Research Highlights

How Aerosols Are Formed (2011.6.28)

2011-12-15 1,090


When we pour a carbonated drink into a cup, we see small droplets popping over the surface. This happens because air bubbles float up in water and burst on the water surface, ejecting water particles into the air.

These water particles are called ‘aerosols.’ In general, aerosols are tiny particles whose size ranges from a few nanometers to several micrometers that freely float in the atmosphere. Water droplets, dust, smoke, and water haze are typical examples of aerosols. They may either act as cloud condensation nuclei stimulating cloud formation, or scatter and absorb solar light eventually affecting the earth’s climate on a major scale.

Professor Jung Ho Je of Department of Materials Science and Engineering and his research team, Research Professor Byung Mook Weon and PhD candidate Ji San Lee, have identified the fundamental mechanism of aerosol formation during bubble bursting in their paper, ‘Size limits the formation of liquid jets during bubble bursting.’ The paper was published as the Featured Image in Nature Communications on June 21, a new open-access sister journal of Nature.

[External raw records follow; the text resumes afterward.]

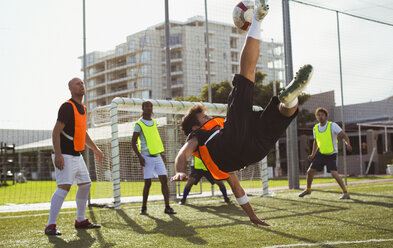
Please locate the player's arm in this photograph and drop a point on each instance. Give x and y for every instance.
(344, 136)
(181, 159)
(134, 140)
(59, 160)
(242, 199)
(97, 152)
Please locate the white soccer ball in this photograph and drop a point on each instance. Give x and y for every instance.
(242, 14)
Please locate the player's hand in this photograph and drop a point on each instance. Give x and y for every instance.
(142, 161)
(99, 155)
(180, 176)
(258, 221)
(59, 161)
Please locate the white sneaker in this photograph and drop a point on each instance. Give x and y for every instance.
(261, 9)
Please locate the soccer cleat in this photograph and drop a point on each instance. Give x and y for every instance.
(261, 9)
(345, 196)
(297, 85)
(51, 230)
(169, 210)
(305, 193)
(143, 211)
(86, 224)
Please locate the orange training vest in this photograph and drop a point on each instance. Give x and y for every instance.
(203, 152)
(80, 128)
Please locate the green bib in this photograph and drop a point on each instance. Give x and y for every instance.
(153, 139)
(198, 164)
(324, 139)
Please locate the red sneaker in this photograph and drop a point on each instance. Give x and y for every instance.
(51, 230)
(86, 224)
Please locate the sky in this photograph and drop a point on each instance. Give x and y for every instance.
(41, 40)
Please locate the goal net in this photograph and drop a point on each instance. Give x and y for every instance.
(119, 178)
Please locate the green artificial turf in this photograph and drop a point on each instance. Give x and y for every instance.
(317, 218)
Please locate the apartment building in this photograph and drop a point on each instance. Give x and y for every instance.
(137, 68)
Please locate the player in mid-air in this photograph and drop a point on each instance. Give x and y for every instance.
(198, 170)
(246, 136)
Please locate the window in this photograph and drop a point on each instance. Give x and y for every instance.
(146, 94)
(132, 85)
(143, 41)
(91, 71)
(146, 70)
(132, 59)
(224, 43)
(119, 51)
(174, 39)
(146, 82)
(145, 56)
(131, 45)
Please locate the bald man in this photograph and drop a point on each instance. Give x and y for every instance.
(69, 138)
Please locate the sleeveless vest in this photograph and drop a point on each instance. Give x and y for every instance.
(324, 139)
(79, 138)
(203, 153)
(153, 139)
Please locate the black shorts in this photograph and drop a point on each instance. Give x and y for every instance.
(197, 174)
(247, 136)
(321, 160)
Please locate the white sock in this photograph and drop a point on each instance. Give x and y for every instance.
(291, 104)
(255, 29)
(81, 200)
(55, 204)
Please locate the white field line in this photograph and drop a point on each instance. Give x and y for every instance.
(331, 243)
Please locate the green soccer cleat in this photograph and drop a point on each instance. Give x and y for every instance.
(261, 9)
(297, 85)
(345, 197)
(304, 193)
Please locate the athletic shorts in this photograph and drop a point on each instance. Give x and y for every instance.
(74, 172)
(154, 166)
(197, 174)
(321, 160)
(247, 136)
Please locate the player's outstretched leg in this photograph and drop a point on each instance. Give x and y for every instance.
(261, 9)
(293, 90)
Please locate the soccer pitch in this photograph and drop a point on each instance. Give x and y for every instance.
(317, 220)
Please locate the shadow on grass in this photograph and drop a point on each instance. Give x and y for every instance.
(177, 228)
(100, 237)
(354, 194)
(85, 240)
(231, 211)
(334, 208)
(173, 228)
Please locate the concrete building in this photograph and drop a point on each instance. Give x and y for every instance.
(137, 68)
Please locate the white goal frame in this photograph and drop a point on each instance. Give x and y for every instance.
(162, 107)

In the ocean, a large number of bubbles are trapped inside water by the breaking waves. The aerosols generated from these bubbles may affect the formation of clouds and hurricanes. They also may cause a migration of hazardous organisms from the ocean, possibly resulting in human respiratory diseases and other public health problems.

This phenomenon was first identified in the 1950s, but the exact mechanism has long been a mystery. Last year, a research team at University published a paper in Nature about a bursting cascade from a large bubble into small bubbles, but provided no explanation about how the small bubbles generate aerosols.

Professor Je and his team successfully filmed the microsecondlevel dynamic evolution of a bubble shape inside liquids and identified the critical factors for the aerosol formation using ultrafast X-ray microscopy at the Advanced Photon Source in the United States. The most critical factor is the bubble size; there is a size threshold for the liquid jet formation which varies depending on liquid solution, compensating the surface energy (driving force) with the liquid viscosity (retarding force).

Thanks to their discovery, we now consider a bubble bursting process as a coalescence phenomenon between two bubbles. Professor Je commented, “We could eventually find out a basic mechanism that is applicable to many phenomena regarding bubbles and water droplets, contributing to bubble control in industrial processes and to improvement in climate change models.”

The research was supported by the Creative Research Initiatives (Functional X-ray Imaging) of the Korean Ministry of Education, Science, and Technology and the National Research Foundation of Korea.